En suma, estas herramientas permiten establecer límites, supervisar contenidos y comprender mejor la actividad digital de niños y adolescentes, pero el primer paso, quizás el más importante, consiste en activarlas. “Este es uno de los mayores retos que tengo: concientizar a los padres de la necesidad de decirnos exactamente la edad de sus hijos para que podamos poner todos estos candados«, indica la especialista de Google desde su oficina en São Paulo. Los sistemas de filtrado de contenido, las restricciones publicitarias y otras salvaguardas dependen de esa información. Sin ella, la experiencia digital de un menor puede parecerse a la de un adulto, con exposición a publicidad o materiales no adecuados.
La situación ilustrada por Couto refleja un problema de mayor consideración: la brecha entre las herramientas disponibles y su uso real. Muchas familias desconocen funciones de seguridad básicas o no comprenden su importancia, lo que limita la confianza en cualquier estrategia de ciberseguridad. Tal es el caso de las herramientas de autenticación. Durante décadas, las contraseñas fueron la principal barrera (a menudo la única) para proteger nuestros dispositivos o perfiles de ojos ajenos, pero hoy representan un punto de máxima vulnerabilidad: se reutilizan, se anotan en papel o son tan simples que cualquiera podría adivinarlas en un par de intentos.
Deja de escribir 1-2-3-4-5-6 y dale chance a las passkeys
Las passkeys (llaves o claves de acceso) son un método de inicio de sesión que reemplaza las viejas contraseñas por credenciales criptográficas almacenadas en un dispositivo y desbloqueadas con tu huella, rostro o PIN. No obstante, su adopción enfrenta resistencias culturales y generacionales. Para muchas personas mayores, estas tecnologías resultan difíciles de comprender o generan desconfianza. Paradójicamente, suelen ser más seguras que las contraseñas tradicionales. Un teléfono robado, por ejemplo, puede bloquearse automáticamente o a distancia, reduciendo el riesgo de acceso no autorizado. Pero estas funciones solo sirven si los usuarios saben que existen y si hay suficiente confianza en ellas.
“Sí, este es un gran problema, porque aunque hoy hablamos cada vez más del uso de otras formas de iniciar sesión en nuestros productos y servicios, sabemos que existe una gran desconfianza hacia las nuevas tecnologías”, admite Couto a WIRED. “Hemos impulsado cada vez más programas de educación y concientización sobre su funcionamiento y la necesidad de adoptarlas, ya que, en última instancia, harán que la experiencia en el entorno digital sea más segura”.

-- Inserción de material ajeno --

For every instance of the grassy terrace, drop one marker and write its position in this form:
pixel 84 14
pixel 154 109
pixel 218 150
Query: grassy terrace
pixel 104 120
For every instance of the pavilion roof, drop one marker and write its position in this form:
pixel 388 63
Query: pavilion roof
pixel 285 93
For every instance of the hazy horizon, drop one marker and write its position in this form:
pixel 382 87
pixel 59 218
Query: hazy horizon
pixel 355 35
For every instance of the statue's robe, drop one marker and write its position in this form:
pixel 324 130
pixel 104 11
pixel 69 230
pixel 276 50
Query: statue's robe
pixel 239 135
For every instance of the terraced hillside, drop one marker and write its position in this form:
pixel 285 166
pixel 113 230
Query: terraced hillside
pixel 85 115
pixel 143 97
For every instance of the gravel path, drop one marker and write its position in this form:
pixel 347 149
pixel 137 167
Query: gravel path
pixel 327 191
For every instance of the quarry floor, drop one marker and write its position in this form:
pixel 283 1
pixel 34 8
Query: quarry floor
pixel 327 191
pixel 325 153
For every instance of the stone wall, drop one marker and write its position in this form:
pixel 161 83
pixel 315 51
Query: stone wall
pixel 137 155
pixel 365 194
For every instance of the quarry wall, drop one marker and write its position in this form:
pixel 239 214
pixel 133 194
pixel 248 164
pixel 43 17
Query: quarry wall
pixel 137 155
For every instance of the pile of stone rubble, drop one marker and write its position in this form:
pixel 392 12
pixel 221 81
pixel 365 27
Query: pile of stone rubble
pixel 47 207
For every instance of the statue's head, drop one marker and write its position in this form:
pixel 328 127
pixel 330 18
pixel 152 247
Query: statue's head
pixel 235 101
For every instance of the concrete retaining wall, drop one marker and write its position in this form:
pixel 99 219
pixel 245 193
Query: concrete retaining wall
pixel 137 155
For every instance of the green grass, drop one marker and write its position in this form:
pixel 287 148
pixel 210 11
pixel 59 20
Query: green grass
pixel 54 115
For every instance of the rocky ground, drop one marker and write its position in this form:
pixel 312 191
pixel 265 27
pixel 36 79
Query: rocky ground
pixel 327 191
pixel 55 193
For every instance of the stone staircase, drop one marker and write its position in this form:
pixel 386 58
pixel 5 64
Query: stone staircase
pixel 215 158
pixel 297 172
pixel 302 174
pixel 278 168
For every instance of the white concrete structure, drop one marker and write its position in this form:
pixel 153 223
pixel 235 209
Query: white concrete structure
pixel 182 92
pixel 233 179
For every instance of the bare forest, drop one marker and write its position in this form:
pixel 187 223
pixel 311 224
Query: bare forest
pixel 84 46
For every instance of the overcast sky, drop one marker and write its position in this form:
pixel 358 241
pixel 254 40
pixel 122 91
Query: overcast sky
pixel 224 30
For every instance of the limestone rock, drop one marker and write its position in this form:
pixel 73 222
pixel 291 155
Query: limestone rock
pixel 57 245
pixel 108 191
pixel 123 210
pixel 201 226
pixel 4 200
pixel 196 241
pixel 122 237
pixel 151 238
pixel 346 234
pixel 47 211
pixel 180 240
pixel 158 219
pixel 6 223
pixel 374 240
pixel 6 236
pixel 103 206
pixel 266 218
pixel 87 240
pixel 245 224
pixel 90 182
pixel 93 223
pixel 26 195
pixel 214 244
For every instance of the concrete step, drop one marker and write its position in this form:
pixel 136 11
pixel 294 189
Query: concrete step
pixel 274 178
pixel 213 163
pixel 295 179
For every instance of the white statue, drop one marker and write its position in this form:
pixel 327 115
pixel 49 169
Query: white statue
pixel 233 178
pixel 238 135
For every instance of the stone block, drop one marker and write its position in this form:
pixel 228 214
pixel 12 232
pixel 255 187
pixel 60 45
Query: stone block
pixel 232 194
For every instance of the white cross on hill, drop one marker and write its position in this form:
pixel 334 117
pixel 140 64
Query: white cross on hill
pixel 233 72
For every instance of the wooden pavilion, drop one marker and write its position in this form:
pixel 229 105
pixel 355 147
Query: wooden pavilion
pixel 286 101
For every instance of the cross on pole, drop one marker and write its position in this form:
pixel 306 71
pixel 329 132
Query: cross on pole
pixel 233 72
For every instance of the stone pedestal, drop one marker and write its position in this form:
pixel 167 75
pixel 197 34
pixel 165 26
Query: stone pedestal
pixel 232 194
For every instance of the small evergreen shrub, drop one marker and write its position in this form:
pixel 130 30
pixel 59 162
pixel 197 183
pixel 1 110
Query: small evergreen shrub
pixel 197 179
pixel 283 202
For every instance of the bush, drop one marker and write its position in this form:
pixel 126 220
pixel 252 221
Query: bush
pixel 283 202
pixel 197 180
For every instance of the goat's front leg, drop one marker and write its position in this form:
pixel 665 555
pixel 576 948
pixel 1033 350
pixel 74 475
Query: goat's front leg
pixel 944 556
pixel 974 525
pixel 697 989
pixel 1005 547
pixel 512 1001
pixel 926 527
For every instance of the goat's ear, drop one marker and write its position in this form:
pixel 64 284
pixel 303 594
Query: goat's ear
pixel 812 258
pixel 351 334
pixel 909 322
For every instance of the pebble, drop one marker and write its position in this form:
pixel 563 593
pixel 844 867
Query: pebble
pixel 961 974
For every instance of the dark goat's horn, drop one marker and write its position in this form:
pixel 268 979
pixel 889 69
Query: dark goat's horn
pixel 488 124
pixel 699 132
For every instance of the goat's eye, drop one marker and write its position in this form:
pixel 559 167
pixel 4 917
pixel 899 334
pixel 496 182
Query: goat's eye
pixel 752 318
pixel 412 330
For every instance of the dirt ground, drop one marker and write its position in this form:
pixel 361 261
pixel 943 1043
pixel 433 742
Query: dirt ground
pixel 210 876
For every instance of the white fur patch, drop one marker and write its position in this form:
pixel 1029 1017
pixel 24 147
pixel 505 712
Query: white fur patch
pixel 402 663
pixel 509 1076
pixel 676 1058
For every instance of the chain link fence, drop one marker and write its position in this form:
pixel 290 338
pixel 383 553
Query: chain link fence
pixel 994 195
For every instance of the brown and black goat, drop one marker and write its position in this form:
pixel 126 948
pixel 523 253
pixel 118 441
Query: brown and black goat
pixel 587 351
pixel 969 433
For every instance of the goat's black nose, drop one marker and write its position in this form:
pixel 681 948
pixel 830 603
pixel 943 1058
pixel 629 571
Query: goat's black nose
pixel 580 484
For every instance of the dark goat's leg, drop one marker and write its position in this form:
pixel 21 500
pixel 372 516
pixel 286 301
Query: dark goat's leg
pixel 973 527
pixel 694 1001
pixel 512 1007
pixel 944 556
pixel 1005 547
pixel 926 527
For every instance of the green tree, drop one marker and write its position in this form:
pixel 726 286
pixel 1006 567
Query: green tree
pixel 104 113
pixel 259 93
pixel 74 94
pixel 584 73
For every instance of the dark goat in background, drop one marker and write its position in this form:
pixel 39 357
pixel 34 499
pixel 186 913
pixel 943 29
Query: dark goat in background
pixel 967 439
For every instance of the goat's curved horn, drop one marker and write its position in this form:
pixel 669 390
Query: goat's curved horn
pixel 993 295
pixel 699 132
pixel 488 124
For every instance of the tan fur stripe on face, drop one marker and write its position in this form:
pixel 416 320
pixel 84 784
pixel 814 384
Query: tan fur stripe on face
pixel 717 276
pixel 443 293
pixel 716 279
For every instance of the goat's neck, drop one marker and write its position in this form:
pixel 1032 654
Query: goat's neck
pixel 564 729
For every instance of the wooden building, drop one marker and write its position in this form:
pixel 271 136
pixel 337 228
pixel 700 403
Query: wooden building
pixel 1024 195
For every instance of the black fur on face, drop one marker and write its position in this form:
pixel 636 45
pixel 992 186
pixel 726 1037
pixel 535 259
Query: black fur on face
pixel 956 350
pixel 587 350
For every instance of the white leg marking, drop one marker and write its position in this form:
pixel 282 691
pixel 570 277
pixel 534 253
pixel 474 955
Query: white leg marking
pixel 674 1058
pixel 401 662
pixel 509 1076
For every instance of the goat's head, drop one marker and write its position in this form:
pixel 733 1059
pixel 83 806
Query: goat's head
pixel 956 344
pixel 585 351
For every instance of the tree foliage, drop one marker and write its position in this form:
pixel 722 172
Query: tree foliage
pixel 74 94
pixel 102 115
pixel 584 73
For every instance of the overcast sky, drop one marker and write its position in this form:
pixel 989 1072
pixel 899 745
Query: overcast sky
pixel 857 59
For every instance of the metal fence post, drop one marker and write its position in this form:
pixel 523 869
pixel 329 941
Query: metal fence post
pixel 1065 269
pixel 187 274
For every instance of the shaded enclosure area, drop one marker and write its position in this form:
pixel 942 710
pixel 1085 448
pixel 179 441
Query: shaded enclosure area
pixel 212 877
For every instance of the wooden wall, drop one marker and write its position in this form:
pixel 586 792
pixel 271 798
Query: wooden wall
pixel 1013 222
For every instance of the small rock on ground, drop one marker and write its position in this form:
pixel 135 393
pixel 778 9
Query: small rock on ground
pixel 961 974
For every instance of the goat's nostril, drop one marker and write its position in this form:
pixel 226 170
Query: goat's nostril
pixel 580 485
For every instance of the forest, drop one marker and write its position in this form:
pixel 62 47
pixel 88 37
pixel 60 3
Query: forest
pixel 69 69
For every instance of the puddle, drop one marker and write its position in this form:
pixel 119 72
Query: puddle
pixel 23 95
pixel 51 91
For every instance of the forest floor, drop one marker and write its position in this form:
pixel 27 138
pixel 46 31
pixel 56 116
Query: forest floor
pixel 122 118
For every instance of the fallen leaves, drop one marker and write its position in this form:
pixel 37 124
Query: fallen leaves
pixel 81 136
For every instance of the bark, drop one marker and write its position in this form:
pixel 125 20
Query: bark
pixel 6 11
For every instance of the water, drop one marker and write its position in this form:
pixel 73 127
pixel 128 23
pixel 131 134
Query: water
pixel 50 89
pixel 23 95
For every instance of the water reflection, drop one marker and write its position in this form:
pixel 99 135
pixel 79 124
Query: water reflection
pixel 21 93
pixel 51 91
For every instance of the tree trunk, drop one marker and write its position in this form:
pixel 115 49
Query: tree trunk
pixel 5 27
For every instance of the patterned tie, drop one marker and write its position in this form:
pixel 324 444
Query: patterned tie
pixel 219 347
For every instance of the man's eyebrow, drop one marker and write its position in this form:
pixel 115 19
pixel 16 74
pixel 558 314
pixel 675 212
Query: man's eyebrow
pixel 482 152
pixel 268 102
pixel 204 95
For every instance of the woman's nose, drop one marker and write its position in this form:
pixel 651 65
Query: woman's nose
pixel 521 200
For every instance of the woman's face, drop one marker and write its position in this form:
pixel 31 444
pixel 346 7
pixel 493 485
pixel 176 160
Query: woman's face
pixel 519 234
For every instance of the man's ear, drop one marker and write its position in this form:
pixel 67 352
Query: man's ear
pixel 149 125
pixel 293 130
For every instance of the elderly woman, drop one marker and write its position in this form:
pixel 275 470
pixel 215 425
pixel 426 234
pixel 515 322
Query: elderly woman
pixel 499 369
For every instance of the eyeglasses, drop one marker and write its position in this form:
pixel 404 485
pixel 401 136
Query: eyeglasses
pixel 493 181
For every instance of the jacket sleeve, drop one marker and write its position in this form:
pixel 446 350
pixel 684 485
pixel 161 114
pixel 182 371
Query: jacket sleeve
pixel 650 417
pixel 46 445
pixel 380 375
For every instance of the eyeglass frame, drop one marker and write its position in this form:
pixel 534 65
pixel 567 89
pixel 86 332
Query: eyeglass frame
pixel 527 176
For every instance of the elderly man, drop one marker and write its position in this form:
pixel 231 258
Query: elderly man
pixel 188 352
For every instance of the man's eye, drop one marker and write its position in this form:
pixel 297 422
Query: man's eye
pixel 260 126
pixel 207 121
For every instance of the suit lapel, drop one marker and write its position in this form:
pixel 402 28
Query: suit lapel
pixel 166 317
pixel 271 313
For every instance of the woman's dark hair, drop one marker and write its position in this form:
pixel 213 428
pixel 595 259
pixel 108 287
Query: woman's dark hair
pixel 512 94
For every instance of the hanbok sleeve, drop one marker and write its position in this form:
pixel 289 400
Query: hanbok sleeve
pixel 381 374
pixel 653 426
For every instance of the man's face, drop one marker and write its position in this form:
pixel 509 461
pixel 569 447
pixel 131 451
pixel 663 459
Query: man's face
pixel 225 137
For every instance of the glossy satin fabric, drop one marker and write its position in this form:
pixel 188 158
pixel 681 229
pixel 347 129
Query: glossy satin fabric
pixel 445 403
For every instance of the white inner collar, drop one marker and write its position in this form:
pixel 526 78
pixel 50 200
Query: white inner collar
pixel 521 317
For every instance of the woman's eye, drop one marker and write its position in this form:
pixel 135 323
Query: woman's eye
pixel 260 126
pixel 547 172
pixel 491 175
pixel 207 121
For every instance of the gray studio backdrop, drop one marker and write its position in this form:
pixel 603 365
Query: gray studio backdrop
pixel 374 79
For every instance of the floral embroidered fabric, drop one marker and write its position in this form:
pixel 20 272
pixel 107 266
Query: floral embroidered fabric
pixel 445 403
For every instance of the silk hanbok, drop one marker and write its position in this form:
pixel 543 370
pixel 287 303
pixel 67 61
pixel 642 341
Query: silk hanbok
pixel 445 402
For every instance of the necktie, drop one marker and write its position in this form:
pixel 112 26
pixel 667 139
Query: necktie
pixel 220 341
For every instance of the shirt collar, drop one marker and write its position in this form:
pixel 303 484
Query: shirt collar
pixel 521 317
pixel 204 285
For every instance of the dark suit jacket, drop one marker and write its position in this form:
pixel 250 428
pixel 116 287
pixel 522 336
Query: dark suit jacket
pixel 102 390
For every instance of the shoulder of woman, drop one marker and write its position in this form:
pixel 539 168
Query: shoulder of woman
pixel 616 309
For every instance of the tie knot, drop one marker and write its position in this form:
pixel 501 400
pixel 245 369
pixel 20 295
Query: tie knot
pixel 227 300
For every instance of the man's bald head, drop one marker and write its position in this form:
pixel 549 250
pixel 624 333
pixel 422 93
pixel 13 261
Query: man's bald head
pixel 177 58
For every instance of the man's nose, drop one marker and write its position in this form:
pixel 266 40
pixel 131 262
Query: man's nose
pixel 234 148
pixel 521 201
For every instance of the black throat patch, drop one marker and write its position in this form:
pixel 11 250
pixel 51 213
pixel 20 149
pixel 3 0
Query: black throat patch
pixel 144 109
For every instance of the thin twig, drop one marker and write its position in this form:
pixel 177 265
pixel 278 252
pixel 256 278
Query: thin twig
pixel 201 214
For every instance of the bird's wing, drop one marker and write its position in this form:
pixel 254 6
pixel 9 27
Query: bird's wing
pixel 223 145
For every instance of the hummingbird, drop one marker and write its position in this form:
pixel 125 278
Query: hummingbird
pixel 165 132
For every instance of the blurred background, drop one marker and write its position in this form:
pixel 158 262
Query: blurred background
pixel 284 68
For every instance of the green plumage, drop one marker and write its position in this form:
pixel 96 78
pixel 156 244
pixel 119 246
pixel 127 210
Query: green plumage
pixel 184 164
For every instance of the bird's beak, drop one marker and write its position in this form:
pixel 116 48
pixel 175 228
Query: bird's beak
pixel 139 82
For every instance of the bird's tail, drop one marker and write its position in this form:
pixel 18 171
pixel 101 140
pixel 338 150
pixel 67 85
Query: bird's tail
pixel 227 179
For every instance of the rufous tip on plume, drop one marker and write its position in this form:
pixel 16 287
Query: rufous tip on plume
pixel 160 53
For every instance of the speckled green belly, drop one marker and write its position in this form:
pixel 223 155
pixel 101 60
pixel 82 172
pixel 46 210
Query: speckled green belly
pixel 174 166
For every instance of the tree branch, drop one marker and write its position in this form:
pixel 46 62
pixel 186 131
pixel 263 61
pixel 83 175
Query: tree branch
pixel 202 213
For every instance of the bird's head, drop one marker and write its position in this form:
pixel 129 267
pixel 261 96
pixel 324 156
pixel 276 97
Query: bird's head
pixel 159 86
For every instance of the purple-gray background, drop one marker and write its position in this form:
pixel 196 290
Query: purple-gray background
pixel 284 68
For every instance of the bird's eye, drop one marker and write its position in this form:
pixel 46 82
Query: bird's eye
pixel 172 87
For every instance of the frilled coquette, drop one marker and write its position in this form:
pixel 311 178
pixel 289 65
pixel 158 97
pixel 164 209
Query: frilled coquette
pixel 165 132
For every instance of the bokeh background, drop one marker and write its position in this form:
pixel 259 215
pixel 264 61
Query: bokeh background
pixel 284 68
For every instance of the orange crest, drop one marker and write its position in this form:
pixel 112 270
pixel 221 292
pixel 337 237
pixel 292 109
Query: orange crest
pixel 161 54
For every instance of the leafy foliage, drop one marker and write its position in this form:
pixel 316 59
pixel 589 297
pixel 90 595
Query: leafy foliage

Añadió: “Lo sé porque no ocurre solo en México; aquí mismo, en Brasil, por ejemplo, mi mamá, que tiene 72 años, encuentra muy difícil no solo entender cómo se utilizan estas nuevas tecnologías, sino también por qué son más seguras que una contraseña. Sin embargo, cuando vemos a muchas personas con sus contraseñas escritas en hojas de papel dentro de la cartera, basta con que ocurra algo, como un robo, para que todo se pierda. En cambio, si configuras el reconocimiento facial, eso no sucederá. Podrían robarte el celular, pero no podrán realizar el reconocimiento facial en ese momento y, por lo tanto, no tendrán forma de acceder al dispositivo”.
La seguridad digital del futuro es ya
En América Latina, la discusión sobre confianza digital se entrelaza con debates políticos y culturales sobre el uso indebido de datos biométricos. Nuevos sistemas de identificación gubernamental, como la CURP biométrica en México, despiertan temores sobre vigilancia de Estado, filtraciones o centralización de información sensible susceptible al hackeo.
“Yo no puedo hablar sobre lo que el gobierno mexicano hace con los datos, pero puedo decirte que en relación a Google, nosotros procedemos con todos los cuidados necesarios”. Desde la perspectiva corporativa que representa Priscila Couto, la protección de datos debe ser prioritaria desde el diseño de cualquier producto o servicio. La privacidad no puede añadirse después; constituye el núcleo de la relación de confianza con los usuarios. “Es el punto cero de cualquier cosa que hagamos, porque nosotros somos una empresa de tecnología y si algo pasa con los datos personales de nuestros usuarios, es el fin para nosotros”, indica la experta.